Deals to bring in Aaron Cresswell, who has been the only player other than goalkeeper Adrian to feature in every Premier League game so far, for £4 million from Ipswich and Carl Jenkinson on loan from Arsenal to fill the full-back positions have been astute while Cheikhou Kouyate, a dynamic centre-midfielder until he has been asked to cover at centre-back in recent weeks, looks a clear bargain at £6 million. Alex Song has also been a valuable addition, bringing his experience, class, poise and vision to the central-midfield on loan from Barcelona.

New signings have complimented those already at the club favourably, with Kouyate helping to protect the excellent defensive pairing of Winston Reid and James Tomkins, while James Collins can also provide experience and solidity as a cover option. The likes of Mark Noble and Stewart Downing, who has 7 assists alongside 5 goals in a productive campaign at the tip of Allardyce’s four-man midfield, have also impressed hugely, the latter doing enough to return to the England squad for the friendly with Scotland back in November.

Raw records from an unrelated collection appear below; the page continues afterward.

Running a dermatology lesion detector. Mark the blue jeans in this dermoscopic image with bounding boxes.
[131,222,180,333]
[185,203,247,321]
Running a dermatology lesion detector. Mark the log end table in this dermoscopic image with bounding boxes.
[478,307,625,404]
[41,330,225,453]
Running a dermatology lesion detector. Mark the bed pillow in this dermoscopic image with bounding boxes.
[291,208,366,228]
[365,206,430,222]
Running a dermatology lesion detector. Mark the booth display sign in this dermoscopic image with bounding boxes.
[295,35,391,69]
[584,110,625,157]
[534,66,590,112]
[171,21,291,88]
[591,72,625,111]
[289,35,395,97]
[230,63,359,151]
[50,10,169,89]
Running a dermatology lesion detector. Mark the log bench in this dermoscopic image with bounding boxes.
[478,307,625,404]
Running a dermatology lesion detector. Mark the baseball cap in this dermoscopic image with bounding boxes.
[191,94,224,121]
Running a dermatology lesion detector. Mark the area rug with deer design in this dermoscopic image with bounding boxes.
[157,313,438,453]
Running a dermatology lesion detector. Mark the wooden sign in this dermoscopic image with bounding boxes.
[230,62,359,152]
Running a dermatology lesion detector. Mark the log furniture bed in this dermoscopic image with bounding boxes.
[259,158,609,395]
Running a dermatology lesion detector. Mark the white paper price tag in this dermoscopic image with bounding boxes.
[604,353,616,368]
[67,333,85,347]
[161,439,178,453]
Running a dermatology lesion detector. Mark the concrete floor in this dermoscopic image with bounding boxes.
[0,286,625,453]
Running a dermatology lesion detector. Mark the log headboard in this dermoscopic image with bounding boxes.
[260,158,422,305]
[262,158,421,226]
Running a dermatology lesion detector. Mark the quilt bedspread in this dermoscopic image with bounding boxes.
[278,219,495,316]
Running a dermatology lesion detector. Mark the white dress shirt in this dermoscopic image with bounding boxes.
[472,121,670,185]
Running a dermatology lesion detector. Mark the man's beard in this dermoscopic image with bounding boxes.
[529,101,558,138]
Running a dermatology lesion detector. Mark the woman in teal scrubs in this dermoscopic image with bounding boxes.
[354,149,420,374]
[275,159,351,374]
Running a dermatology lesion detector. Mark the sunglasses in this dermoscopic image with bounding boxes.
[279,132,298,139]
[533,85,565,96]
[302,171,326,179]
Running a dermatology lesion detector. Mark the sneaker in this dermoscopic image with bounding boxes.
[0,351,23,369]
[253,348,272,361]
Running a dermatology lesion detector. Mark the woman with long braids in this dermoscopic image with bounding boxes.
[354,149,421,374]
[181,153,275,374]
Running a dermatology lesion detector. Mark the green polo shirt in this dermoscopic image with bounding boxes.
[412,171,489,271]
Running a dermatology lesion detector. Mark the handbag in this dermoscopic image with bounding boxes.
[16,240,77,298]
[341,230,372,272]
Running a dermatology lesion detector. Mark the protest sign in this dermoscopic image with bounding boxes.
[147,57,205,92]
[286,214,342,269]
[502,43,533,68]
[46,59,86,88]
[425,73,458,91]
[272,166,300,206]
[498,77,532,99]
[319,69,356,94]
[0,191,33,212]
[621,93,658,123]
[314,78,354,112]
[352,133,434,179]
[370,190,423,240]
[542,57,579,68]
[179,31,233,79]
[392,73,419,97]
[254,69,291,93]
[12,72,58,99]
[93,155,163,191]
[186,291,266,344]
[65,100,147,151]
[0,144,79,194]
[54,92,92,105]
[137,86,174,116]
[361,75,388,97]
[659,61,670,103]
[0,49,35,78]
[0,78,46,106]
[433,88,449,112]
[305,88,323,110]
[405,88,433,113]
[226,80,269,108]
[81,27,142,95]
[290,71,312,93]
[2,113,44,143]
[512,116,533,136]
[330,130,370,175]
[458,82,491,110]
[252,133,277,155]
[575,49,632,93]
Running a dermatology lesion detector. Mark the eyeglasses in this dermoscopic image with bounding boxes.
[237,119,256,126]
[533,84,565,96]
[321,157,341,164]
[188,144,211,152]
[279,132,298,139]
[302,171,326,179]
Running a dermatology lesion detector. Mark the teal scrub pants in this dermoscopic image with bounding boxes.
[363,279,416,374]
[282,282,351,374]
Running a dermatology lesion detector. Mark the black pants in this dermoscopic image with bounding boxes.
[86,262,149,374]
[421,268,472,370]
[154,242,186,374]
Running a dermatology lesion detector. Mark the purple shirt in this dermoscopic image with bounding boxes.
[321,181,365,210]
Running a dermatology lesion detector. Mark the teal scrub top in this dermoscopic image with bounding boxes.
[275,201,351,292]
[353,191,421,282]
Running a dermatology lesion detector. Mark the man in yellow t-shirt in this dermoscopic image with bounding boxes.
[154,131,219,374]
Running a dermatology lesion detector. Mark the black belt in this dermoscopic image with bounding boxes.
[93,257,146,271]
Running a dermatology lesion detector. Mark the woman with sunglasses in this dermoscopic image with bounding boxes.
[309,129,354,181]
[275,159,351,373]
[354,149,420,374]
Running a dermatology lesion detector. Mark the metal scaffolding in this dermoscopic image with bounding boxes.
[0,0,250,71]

The current system is geared towards allowing each player to thrive, the midfield trio encompassing the physical power of Kouyate, the energy of Noble and the craft of Song, while Downing’s trickery supplies the pace and aerial ability of Sakho and Valencia in attack. Allardyce’s own flexibility has also shone through as he mixes direct football with periods of genuinely exciting and attractive play, it was revealing that Allardyce was the one criticising a Manchester United manager for the amount of long balls after their recent meeting.

Some issues still remain, such as the declining form of the aging Kevin Nolan and the uncertainty surrounding Winston Reid’s future, but it is a strong position that Allardyce finds himself in as he heads for this summer’s contract negotiations.

The defeat to West Brom in the cup may have hurt, but it was the 1-0 loss to the same opposition in the league last April that caused fans to vent their anger at the manager and the owners to take note. The Hammers are in a much healthier position now.